Nesse mesmo período, mudanças político-administrativas em âmbito municipal e/ou estadual resultaram numa grande diversidade de experiência no setor (OLIVEIRA, 2000, p. 15). Entretanto, estudos na área de política educacional (MAROY, 2008) têm demonstrado a emergência, nesse mesmo período, de um novo modo de regulação dos sistemas educacionais centrado na avaliação de resultados. Sob a influência de concepções advindas do new public management, ao gestor escolar são atribuídas metas de eficiência e/ou eficácia, que muitas vezes encontram ressonância nas lutas por acesso e permanência nas escolas de educação básica. Ao invés de estarem submetidos à conformidade a procedimentos preestabelecidos, os gestores escolares e educacionais são convidados a se comprometer com resultados.
Na primeira década do século XXI, disseminou-se, no sistema educacional brasileiro, a avaliação de resultados com fundamento em testes padronizados. Gestores educacionais das mais diferentes regiões do país e níveis de ensino veem-se envolvidos em lógicas de ação onde acréscimos nos resultados de aprendizagem dos alunos constituem referentes para a regulação institucional ou de controle (BARROSO, 2005). O atendimento pelos diferentes governos a demandas por descentralização e maior autonomia decisória – quanto a recursos financeiros, materiais e elaboração de projetos políticos pedagógicos vem acompanhado de proposições para os gestores escolares relacionadas ao cumprimento de metas e, também, a novas formas de atuação profissional. Nesse contexto, difunde-se o conceito de gestão associado à ideia de participação de pessoas analisando situações, decidindo sobre seu encaminhamento e agindo sobre elas em conjunto. O êxito da organização escolar dependeria da ação conjunta de seus componentes pelo trabalho associado, mediante reciprocidade que criaria um todo orientado por uma vontade coletiva (Luck, 2000, 15).
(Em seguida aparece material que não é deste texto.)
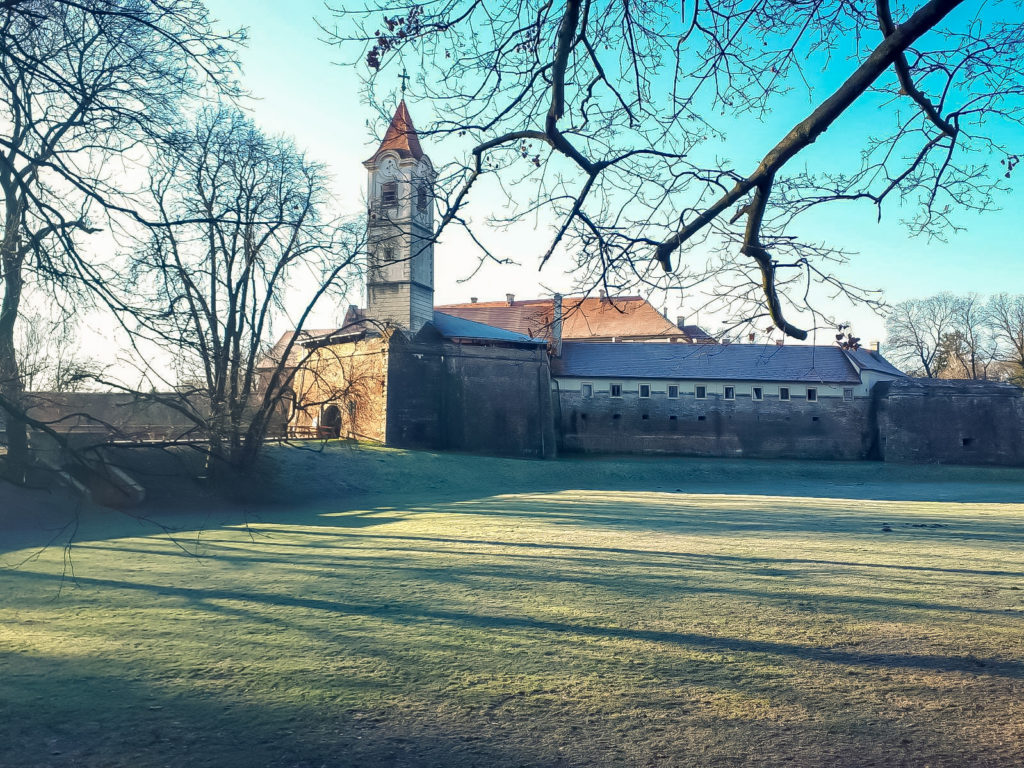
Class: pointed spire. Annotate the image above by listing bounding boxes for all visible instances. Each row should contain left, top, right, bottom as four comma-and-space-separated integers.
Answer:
374, 99, 423, 160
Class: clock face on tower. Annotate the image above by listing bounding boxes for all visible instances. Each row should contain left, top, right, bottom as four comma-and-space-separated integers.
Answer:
378, 158, 398, 179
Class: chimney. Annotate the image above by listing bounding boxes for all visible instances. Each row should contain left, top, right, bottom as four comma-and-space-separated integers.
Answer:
551, 293, 562, 357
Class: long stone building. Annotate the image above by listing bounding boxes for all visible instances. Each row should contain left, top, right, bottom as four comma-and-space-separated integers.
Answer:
276, 102, 1024, 465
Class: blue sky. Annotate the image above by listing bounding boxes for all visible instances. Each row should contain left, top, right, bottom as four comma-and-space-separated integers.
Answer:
201, 0, 1024, 343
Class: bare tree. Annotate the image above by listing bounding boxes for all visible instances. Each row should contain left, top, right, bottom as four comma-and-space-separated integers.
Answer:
0, 0, 239, 479
935, 294, 997, 379
119, 108, 362, 481
326, 0, 1024, 338
886, 293, 958, 379
985, 293, 1024, 386
17, 312, 100, 392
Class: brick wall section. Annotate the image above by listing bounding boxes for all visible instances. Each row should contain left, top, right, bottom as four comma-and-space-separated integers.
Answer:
289, 339, 387, 442
874, 379, 1024, 466
557, 382, 873, 460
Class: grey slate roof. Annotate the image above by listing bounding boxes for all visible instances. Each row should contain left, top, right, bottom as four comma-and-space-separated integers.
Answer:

Os gestores escolares são todos aqueles envolvidos com os objetivos de melhoria da qualidade da educação básica.
Estudos sobre eficácia escolar (SOARES, 2002), ao apontarem que as características organizacionais internas das escolas são responsáveis por variações do desempenho dos alunos, reforçam a atuação de gestores educacionais como responsáveis por estabelecer um clima escolar que favoreça condições necessárias para o ensino e aprendizagem mais eficaz (LUCK, 2000). Em contraposição, autores como Ball (2004) consideram que ocorre a instauração de uma nova cultura de performatividade competitiva, envolvendo uma combinação de descentralização, metas e incentivos para produzir novos perfis profissionais. Passam a ser exigidos dos gestores educacionais níveis de desempenho e resultados preestabelecidos e, paulatinamente, instala-se a cultura da gestão por resultados, que objetiva obter melhorias mediante a reelaboração de práticas orientadas para o cumprimento de metas. Esse processo, ainda segundo Ball (2004), produz uma individualização crescente que contribui para a destruição das solidariedades baseadas numa identidade profissional comum.